Wm - for guidance on analyzing a stock, see the Investor Classroom area of the website at www.aaii.com/classroom. Scroll down to "How to Choose a Stock" for a simple worksheet and "Digging for Gold: What the Financial Statements Reveal About a Firm" for an explanation of stock data and how to use it.

--Jean at AAII


Robert Koch from Missouri posted about 1 year ago:

Under "Winning Characteristics," there appears, "Low multiples (price-earnings, price-to-book value, etc.), on a relative rather than an absolute basis." My question is, Relative to what--the general market, a specific industry, historic multiples? Or doesn't it matter?


Everett Senter from Hawaii posted about 1 year ago:

I'm considering investing in this portfolio, but it might be best to wait until the rebalancing since the last year has been so good. That is, with a lot of gain there would normally be more potential for loss than right after a re-balancing. When is the next re-balance scheduled?


Juan Ortega from Texas posted about 1 year ago:

Thanks for the good wook . Today is a buyes market.


Eliza Westbrook from California posted about 1 year ago:

"The month-to-month closing price is used to calculate the return, with equal investments in each stock at the beginning of each month assumed."

So does this mean a fixed investment amount (say $5000) in each passing stock OR is a fixed portfolio amount (say $50,000) divided equally among all passing stocks that month?


Wayne Thorp from Illinois posted about 1 year ago:

@Eliza, both scenarios are the same.

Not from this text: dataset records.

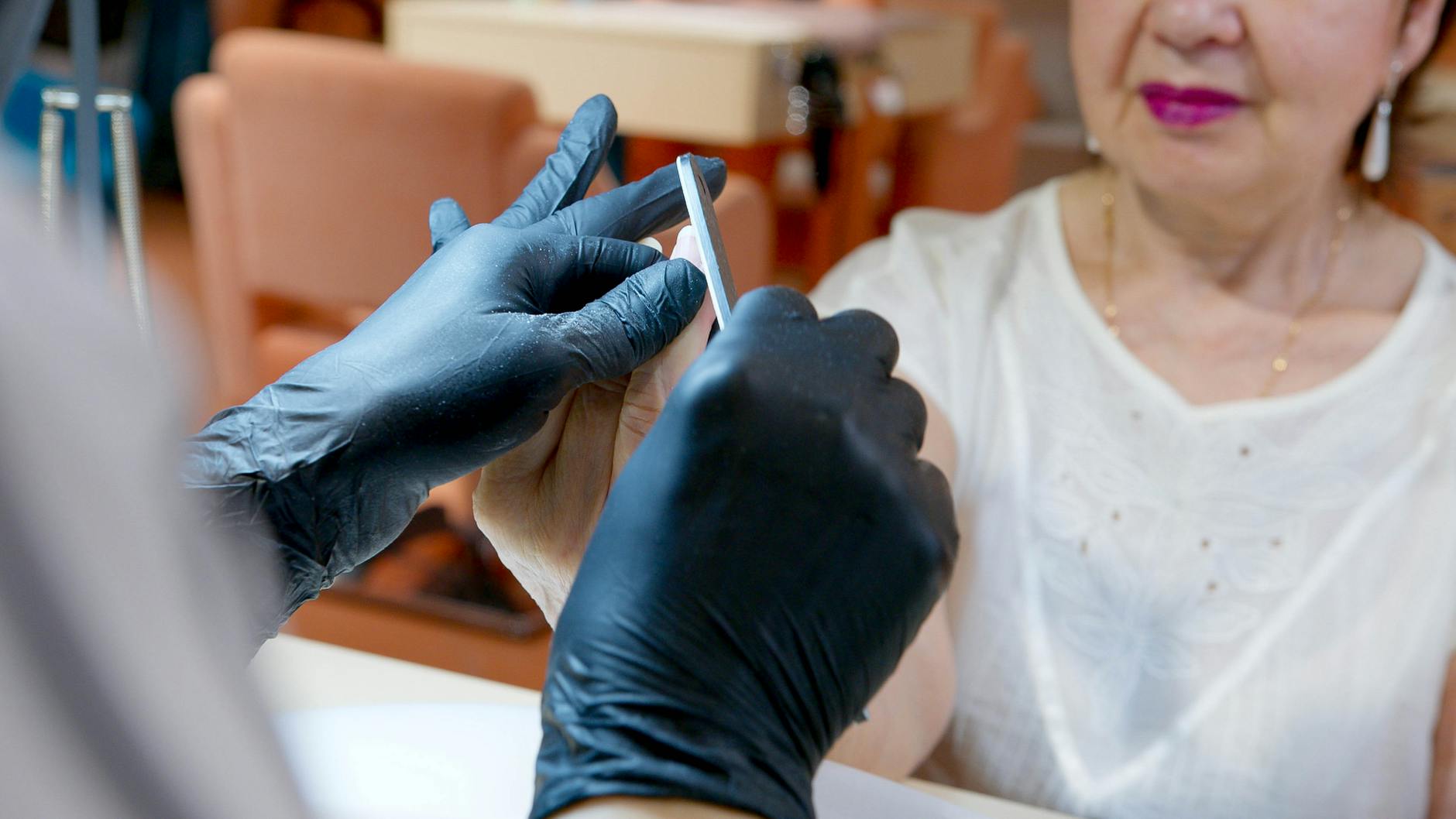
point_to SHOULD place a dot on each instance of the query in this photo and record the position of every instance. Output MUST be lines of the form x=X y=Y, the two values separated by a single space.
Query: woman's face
x=1238 y=98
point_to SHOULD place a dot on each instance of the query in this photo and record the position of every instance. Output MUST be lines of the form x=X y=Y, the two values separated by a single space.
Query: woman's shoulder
x=946 y=255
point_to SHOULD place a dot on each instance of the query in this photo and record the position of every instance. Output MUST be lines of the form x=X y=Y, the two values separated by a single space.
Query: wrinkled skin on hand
x=459 y=365
x=539 y=502
x=762 y=564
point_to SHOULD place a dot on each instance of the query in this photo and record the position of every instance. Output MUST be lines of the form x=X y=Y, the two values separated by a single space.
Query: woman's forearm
x=638 y=807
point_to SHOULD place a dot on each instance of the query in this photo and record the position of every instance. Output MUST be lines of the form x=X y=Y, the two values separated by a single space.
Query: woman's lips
x=1189 y=108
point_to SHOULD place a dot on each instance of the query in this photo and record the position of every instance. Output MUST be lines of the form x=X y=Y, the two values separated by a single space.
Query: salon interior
x=268 y=166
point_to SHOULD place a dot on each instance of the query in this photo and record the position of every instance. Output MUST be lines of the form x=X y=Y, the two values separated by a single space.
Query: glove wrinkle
x=759 y=567
x=459 y=365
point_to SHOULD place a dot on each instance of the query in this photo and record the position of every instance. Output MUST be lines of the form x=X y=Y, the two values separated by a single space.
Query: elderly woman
x=1199 y=406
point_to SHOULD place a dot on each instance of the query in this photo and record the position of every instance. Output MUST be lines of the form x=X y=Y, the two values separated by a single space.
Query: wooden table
x=716 y=79
x=699 y=73
x=299 y=674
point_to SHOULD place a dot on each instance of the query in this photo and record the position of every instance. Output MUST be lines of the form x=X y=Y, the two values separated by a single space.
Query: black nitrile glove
x=459 y=365
x=762 y=564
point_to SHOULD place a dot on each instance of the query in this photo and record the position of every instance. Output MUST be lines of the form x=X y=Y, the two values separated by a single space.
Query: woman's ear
x=1419 y=29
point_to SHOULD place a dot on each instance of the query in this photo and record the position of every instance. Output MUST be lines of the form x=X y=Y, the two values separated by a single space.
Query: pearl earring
x=1376 y=160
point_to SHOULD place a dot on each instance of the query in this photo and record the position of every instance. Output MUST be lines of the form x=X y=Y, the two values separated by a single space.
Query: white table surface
x=297 y=674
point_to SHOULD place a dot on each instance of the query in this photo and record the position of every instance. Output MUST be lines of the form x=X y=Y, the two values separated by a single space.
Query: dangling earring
x=1376 y=160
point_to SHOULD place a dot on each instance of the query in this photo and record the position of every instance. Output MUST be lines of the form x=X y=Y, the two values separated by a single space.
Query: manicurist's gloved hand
x=459 y=365
x=762 y=564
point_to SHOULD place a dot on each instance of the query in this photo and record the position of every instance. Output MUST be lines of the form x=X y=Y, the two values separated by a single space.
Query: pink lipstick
x=1189 y=108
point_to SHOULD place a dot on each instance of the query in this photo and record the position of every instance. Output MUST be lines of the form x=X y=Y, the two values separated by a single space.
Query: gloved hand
x=762 y=564
x=539 y=502
x=461 y=364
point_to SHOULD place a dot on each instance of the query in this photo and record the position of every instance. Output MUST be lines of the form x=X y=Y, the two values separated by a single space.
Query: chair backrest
x=311 y=163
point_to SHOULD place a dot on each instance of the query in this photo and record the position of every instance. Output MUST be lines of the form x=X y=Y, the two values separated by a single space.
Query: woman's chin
x=1194 y=169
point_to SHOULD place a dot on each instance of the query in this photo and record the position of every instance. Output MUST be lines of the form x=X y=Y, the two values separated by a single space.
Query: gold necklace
x=1280 y=362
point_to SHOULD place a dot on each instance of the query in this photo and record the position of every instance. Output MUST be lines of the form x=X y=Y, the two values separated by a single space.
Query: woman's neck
x=1270 y=252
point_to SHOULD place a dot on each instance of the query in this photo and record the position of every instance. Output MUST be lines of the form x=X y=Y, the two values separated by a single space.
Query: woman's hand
x=539 y=504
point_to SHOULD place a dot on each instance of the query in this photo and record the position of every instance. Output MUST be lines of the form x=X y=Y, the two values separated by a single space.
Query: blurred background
x=289 y=152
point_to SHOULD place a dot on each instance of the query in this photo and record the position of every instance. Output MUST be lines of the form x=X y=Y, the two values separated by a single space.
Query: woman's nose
x=1193 y=24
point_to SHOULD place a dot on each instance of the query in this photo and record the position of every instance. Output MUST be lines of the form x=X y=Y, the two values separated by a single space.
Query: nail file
x=709 y=239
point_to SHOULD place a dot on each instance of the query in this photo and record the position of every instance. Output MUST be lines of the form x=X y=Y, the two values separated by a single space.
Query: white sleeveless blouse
x=1166 y=610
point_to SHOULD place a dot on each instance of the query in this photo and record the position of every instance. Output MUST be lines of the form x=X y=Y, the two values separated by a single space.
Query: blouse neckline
x=1391 y=347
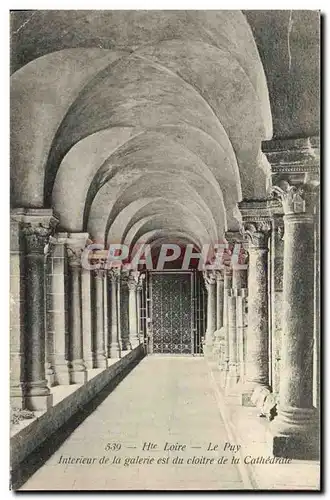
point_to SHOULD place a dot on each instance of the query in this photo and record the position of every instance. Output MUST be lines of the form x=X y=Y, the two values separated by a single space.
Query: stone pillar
x=87 y=323
x=236 y=338
x=240 y=290
x=106 y=312
x=210 y=283
x=115 y=345
x=224 y=359
x=256 y=220
x=132 y=309
x=232 y=375
x=123 y=301
x=100 y=358
x=58 y=308
x=37 y=226
x=75 y=245
x=218 y=335
x=138 y=306
x=17 y=360
x=295 y=428
x=276 y=295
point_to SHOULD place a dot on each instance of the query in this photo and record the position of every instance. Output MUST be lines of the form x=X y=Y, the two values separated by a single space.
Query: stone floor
x=163 y=400
x=245 y=424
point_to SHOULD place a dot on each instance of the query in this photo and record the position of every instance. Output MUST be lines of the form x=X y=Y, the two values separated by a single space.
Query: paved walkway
x=163 y=400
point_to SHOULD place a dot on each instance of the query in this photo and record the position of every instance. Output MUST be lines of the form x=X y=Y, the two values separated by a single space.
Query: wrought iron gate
x=173 y=312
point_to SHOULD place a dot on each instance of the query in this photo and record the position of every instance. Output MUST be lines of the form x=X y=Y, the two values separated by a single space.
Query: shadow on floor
x=41 y=454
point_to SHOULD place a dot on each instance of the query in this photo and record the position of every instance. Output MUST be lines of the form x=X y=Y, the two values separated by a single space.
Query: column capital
x=114 y=274
x=219 y=275
x=256 y=221
x=296 y=199
x=37 y=226
x=76 y=243
x=298 y=158
x=209 y=278
x=133 y=280
x=295 y=165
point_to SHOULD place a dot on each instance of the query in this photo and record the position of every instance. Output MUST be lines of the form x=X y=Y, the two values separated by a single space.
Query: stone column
x=256 y=217
x=138 y=306
x=218 y=335
x=17 y=356
x=210 y=283
x=115 y=346
x=87 y=323
x=106 y=311
x=228 y=276
x=295 y=428
x=37 y=226
x=58 y=308
x=257 y=360
x=100 y=358
x=277 y=249
x=75 y=245
x=123 y=301
x=295 y=176
x=132 y=308
x=236 y=338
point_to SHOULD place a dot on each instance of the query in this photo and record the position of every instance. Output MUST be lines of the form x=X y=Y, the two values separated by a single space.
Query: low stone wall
x=31 y=437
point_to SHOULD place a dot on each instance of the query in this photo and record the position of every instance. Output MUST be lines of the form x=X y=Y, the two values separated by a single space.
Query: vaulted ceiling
x=138 y=125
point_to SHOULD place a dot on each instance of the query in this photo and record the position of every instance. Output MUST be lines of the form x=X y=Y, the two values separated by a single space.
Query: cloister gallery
x=168 y=127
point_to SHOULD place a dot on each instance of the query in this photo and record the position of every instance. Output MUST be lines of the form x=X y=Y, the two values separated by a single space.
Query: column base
x=101 y=361
x=208 y=348
x=295 y=434
x=17 y=401
x=223 y=374
x=63 y=377
x=89 y=362
x=251 y=393
x=50 y=376
x=126 y=345
x=38 y=403
x=115 y=352
x=232 y=379
x=78 y=377
x=296 y=447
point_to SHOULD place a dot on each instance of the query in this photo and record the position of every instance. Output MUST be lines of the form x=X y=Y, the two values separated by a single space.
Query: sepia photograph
x=165 y=213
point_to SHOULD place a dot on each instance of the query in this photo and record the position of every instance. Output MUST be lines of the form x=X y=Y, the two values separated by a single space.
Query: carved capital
x=74 y=256
x=133 y=280
x=36 y=237
x=76 y=243
x=257 y=233
x=209 y=278
x=99 y=273
x=219 y=275
x=114 y=274
x=295 y=199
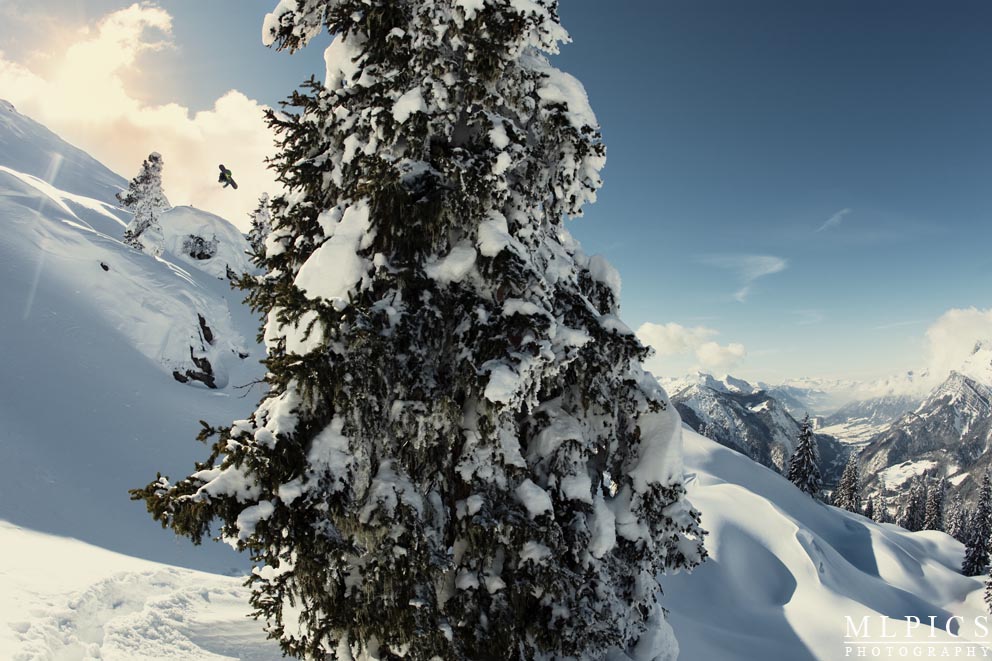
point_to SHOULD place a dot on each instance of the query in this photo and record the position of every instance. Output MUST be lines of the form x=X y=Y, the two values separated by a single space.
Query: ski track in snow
x=148 y=612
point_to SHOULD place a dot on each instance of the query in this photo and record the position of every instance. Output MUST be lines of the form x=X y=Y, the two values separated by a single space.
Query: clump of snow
x=602 y=271
x=494 y=236
x=412 y=101
x=230 y=245
x=534 y=498
x=342 y=60
x=454 y=266
x=104 y=605
x=503 y=383
x=335 y=268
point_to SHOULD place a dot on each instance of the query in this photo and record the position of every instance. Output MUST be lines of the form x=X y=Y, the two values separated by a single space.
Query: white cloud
x=747 y=268
x=720 y=358
x=952 y=338
x=82 y=96
x=834 y=220
x=679 y=349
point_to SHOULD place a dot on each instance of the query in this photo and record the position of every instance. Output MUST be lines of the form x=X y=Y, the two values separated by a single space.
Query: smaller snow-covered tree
x=913 y=513
x=956 y=519
x=976 y=556
x=870 y=508
x=261 y=225
x=882 y=514
x=804 y=465
x=848 y=493
x=933 y=517
x=146 y=200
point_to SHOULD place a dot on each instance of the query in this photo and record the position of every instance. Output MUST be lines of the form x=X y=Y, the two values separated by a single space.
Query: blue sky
x=810 y=180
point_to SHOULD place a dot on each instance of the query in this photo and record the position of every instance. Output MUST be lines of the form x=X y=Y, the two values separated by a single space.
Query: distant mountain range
x=943 y=432
x=747 y=418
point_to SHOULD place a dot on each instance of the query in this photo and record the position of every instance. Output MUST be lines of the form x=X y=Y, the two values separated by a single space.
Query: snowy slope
x=785 y=570
x=784 y=573
x=182 y=223
x=67 y=600
x=744 y=417
x=91 y=336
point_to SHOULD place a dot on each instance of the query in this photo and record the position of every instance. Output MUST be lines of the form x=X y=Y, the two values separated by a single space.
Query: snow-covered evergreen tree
x=804 y=465
x=870 y=508
x=956 y=519
x=913 y=512
x=848 y=493
x=261 y=225
x=882 y=510
x=460 y=456
x=146 y=200
x=976 y=556
x=933 y=518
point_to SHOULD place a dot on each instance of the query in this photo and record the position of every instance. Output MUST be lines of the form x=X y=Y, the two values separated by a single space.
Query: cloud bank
x=82 y=96
x=674 y=341
x=952 y=338
x=834 y=220
x=747 y=269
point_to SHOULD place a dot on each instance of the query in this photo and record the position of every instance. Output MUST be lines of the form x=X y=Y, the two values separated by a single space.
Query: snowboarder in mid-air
x=226 y=178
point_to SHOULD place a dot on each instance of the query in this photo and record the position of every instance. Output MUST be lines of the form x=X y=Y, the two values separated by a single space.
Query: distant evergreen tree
x=146 y=200
x=956 y=519
x=804 y=465
x=976 y=556
x=870 y=508
x=261 y=225
x=459 y=456
x=988 y=591
x=882 y=510
x=848 y=493
x=914 y=510
x=934 y=512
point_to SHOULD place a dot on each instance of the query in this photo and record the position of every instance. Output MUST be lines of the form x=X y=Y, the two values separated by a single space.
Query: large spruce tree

In both instances, you are investing an equal amount of money in each of the passing companies. Wayne A. Thorp, CFA, Senior Financial Analyst, AAII


Robert Sturgis from Texas posted 4 months ago:

Does anyone have data that expands understanding of the turnover for the screens for each month over the last 10 years or so? In other words, for each screen, what were the actual tickers selected each month for some duration?


Charles Rotblut from Illinois posted 4 months ago:

Hi Robert,

At the start of each month, we create an equally-weighted hypothetical portfolio consisting of all the stocks passing a given screen. This portfolio is held for one month. The portfolio is then terminated and a new portfolio is created using the same process.

Keep in mind that the return figures do not factor in any transaction costs.

-Charles


Vernon Roberts from Florida posted 3 months ago:

I reject all referrals to twitter and facebook certificates, which I assume is why
the excell charts do not load in this article.
I hate frames, videos waste 30 min of time that could be read in 2 min, and "web pictures" in 2 point type that are blurry and can't be read. I guess I'm just an old man that doesn't want my bank accounts, stock accounts etc passed around to anyone that wants to use them. I'm still text based (hey, I know how to read) and guess I'm going to have to give up web access.
Ok, I've vented, you can delete this now. sorry.